The hosts who did everything wore yellow boas that evening, symbolizing the yellow rose of Texas, and coordinating their accessories with the prominent color of the evening.

Madame Tussauds Wax Museum agreed to let Smith's likeness take the night off so she, too, could attend the event. The statue stood next to the microphone at which numerous guests made speeches.

After dinner, a large cake was presented; it was in the shape of a typewriter. "I said, 'Nobody will know what this is,'" laughs Smith. "Nobody uses a typewriter anymore."

Instead of giving presents, guests were asked to contribute a dollar to the Mayor's Fund to Advance New York. The guests were decidedly more generous: "We had an outpouring of money–about $286,000," she recalls.

"Mayor Bloomberg was there. He was thrilled that this money was earmarked for the discretionary fund that he could use for emergencies and other purposes," she says, adding that an ongoing fundraising effort was born that evening. "We've put on a charity party for the Mayor every year since then, in a big tent at 73rd and Lexington."

Make Everyone Happy That They Came

Looking back on her wonderful evening, Smith shares a major reason for its success and a key principle of celebrity party-planning: "You want to make everyone glad that they came," she says. "Usually people are more impressed with who else came. The better the guest list, the more they like it, and the more they feel good."
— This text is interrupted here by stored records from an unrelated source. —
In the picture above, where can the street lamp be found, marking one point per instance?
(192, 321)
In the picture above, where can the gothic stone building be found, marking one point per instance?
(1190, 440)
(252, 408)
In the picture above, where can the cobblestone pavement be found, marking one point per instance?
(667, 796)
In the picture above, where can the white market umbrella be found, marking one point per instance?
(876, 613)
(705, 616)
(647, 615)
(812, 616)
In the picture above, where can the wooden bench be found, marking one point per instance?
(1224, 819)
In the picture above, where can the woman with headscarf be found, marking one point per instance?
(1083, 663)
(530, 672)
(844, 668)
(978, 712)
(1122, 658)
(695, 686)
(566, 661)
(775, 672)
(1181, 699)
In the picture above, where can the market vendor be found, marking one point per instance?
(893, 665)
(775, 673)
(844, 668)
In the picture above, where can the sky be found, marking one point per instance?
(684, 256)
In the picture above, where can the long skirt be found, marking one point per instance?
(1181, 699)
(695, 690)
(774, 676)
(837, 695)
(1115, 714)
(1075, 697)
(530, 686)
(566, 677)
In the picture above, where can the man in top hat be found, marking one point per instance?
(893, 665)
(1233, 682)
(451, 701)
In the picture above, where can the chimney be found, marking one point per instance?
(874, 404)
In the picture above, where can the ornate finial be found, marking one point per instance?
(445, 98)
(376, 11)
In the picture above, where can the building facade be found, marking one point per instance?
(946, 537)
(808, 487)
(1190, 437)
In this case, some 600 people came to celebrate the birthday of a girl from Texas who built an astonishing career, and who long ago had become a toast of the town in her own right.

The guests at Liz Smith's 80th birthday celebration were unquestionably glad that they had come and impressed with who else was there. Best of all, though, they still talk about that party.